Juries in Connecticut and Texas awarded the families a total of nearly $1.5 billion in damages; a Connecticut appeals court last week upheld the bulk of the damages on appeal, but struck down $150 million from one specific claim that the court deemed legally flawed. That leaves the total Jones now owes the families at nearly $1.3 billion.
Allegations of a 'fatally flawed' process
The losing bidder, FUAC, bid $3.5 million in cash. The Onion offered half that amount in cash but added a sweetener: The Connecticut families would voluntarily turn over enough of their proceeds from the sale to boost the payout for other creditors enough to beat any other offer. According to the trustee, that arrangement could yield those other creditors up to twice as much as FUAC's offer.
Jones and FUAC cried foul, accusing the trustee of colluding with The Onion and the Connecticut families to ensure they would win.
FUAC attorney Walter Cicack argued in court Monday that the trustee improperly allowed The Onion and the Connecticut families to change their bids after the auction to better comply with the rules and to enhance the value of their offer, while no such opportunity was given to FUAC. He has also argued that the trustee succumbed to "pressure tactics" from the Connecticut families who only wanted to buy Infowars in order to bury it and punish Jones. The trustee, Cisack contends, violated his own rules by replacing a plan for live bidding with a call for "best and final" sealed offers, and by allowing the families' sweetener, which he says amounts to a "contingency" offer and a "floating bid" which aren't allowed under the rules.
"The sale process was fatally flawed in its execution," FUAC argued in court papers filed in advance of the hearing. "It was behind closed doors, cloaked in secrecy" and the sweetener "provides no actual value" because the families haven't yet collected a penny of it and Jones is still appealing the damages.
University of Florida Levin College of Law professor Christopher Hampson says Tanenbaum, the auctioneer, may have "dispelled the more conspiratorial allegations about the auction process." But the two sides remain sharply divided on whether The Onion bid as structured should have been allowed.
'A desperate attempt to manufacture controversy'
The judge rejected an 11th-hour emergency motion from the trustee to disqualify Jones' arguments because, among other things, they came in after a court deadline and because, the trustee says, Jones did not qualify as one of the parties entitled to weigh in.
Jones is "trying to thwart a sale that is the best interest of the creditors," Murray argued in the filing. The "best and final offer" is a "customary strategy" that maximizes value to creditors, and no one objected until they found out they didn't win," Murray noted. He dismissed the objections as "a desperate attempt to manufacture controversy."
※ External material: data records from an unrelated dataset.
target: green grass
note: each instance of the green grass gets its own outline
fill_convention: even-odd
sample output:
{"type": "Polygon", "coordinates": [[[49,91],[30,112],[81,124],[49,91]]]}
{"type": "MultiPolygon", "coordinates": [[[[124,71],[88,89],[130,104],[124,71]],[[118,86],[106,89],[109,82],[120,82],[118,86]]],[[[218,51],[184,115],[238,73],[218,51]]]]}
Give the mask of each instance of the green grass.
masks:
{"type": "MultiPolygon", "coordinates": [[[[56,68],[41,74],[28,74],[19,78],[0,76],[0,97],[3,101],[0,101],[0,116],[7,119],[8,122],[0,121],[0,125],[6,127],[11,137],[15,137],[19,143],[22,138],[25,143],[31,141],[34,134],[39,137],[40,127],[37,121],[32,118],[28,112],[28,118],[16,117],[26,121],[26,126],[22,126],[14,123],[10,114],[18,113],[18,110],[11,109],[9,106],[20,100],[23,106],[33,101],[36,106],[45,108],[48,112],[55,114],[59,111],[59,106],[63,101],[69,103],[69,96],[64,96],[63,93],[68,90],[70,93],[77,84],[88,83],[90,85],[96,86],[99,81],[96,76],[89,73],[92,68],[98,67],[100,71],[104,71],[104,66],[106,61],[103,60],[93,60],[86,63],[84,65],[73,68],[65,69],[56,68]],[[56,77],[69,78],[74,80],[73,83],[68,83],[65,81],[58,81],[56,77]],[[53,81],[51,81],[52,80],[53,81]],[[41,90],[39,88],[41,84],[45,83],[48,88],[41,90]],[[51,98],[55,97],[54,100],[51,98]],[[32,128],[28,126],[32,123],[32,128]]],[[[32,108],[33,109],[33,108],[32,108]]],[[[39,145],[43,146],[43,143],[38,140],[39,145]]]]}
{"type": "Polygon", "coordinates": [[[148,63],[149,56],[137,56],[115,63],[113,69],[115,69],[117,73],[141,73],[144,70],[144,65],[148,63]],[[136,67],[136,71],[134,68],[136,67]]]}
The Onion agreed the challenges were just an attempt to "distract and delay" the sale. The media company denied any wrongdoing or inequity in the process, and said the judge has broad discretion to do what he thinks is best for creditors.
"Despite all the noise, the court need only address a simple question that is whether the Trustee exercised his reasonable business judgement," argued lawyers for Global Tetrahedron, The Onion's parent company.
For their part, the Connecticut families are also asking the judge to confirm the sale. Despite FUAC's objections to what they claim is an unprecedented deal structure, the families' lawyers say what would be "truly unprecedented" would be for the court to "supplant the business judgement of the Trustee and deny the sale when not a single creditor opposes [it]."
Notably, Monday's arguments coincide with what can be the most difficult time of year for these families, just days away from Dec. 14, the day their children were brutally shot and killed at the Sandy Hook school.